Il soccorso è arrivato dalle case farmaceutiche tramite le pillole azzurre tanto conosciute. Il viagra in pochissimo tempo è diventato uno dei farmaci più venduti al mondo. Ma è davvero quella la soluzione ad un problema che riguarda la sfera psico-sessuale? Se fosse prescritta per problemi organici reali non ci sarebbe nulla di male; invece si sta diffondendo l’utilizzo anche tra i giovanissimi, o negli adulti che vivono la sessualità come una gara di resistenza piuttosto che la scoperta del piacere proprio e della partner. La risposta non sta nella pillolina blu, come non sta (seppure possano aiutare in taluni casi) in assurdi manuali su come protrarre il rapporto per ore.
Come tutte le cose che riescono meglio se prese con calma e leggerezza, e non come un esame da sostenere, anche il rapporto sessuale vissuto nel modo giusto diviene un esperienza piacevole. E’ vero che le tempistiche differenti al raggiungimento del piacere di uomo è donna sono diverse, ma è anche vero che un piccolo accorgimento, come l’affrontare il rapporto in modo sereno è fondamentale per andare incontro al piacere delle propria compagna. Se soffrite di eiaculazione precoce e se utilizzate il contraccettivo come metodo di prevenzione delle nascite, o per i rapporti con persone conosciute da poco, potete provare i profilattici alla benzocaina, una sostanza leggermente anestetica che a contatto con il glande ne riduce leggermente la sensibilità. Si vendono nelle comuni farmacie e portano la dicitura “ritardanti”.

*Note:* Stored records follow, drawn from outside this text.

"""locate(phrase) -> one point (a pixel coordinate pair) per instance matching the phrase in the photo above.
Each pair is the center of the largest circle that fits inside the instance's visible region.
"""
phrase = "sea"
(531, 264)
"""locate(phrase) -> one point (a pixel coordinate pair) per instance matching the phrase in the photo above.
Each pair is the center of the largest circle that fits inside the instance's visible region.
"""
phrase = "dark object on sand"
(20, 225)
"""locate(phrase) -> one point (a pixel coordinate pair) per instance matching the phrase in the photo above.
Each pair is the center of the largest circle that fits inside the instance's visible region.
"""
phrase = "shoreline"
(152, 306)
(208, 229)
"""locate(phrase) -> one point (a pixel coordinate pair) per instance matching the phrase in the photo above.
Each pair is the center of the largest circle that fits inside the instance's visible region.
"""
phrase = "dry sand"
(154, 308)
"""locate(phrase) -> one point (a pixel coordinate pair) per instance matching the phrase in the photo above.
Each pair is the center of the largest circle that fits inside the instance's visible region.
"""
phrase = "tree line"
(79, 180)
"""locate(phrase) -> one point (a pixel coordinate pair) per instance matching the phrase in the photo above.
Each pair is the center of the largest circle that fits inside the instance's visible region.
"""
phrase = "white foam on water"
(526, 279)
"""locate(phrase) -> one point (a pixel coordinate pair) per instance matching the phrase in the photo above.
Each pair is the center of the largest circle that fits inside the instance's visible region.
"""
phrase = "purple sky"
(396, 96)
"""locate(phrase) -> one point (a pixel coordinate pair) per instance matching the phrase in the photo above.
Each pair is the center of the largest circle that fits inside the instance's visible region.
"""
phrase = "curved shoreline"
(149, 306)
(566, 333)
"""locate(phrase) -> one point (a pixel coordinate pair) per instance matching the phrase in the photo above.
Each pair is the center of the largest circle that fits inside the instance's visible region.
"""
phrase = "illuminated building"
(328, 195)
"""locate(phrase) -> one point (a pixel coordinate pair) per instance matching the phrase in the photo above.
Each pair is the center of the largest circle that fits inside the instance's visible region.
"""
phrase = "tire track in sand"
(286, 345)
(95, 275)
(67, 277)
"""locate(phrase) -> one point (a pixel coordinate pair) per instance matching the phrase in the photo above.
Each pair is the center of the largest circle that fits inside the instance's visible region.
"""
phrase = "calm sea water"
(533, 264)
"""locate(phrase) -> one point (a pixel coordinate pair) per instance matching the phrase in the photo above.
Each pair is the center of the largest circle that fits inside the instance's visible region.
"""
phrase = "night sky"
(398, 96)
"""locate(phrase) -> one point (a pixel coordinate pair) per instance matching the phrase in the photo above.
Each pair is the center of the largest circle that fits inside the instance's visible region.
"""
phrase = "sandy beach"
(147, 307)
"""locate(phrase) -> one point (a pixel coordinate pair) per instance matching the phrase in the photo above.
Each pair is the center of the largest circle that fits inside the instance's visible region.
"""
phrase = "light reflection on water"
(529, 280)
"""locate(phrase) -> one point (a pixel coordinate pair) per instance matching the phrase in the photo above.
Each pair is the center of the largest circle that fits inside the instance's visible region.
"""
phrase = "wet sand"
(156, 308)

Per quanto riguarda il Viagra non ci sentiamo di consigliarlo, a meno che non sia prescritto da un medico per problemi fisiologici e fisici legati alla sessualità. Cercate di non fissarvi sull’esito dell’incontro sessuale, questo vale anche per la donna, poiché se per l’uomo la paura del fallimento può pregiudicare il rapporto nelle forme dell’eiaculazione precoce e della disfunzione erettile (o impotenza), nella donna il timore di non raggiungere l’orgasmo e di “ferire” il partner possono pregiudicare il raggiungimento del piacere. Quello che dovremo fare non è impressionare il partner esibendo la nostra arte amatoria alla ricerca della prestazione sessuale da record, ma avere a cuore di esprimere il sentimento interiore, affrontando il rapporto con la voglia di dare ed ascoltare il piacere dell’altro; il nostro avverrà di conseguenza.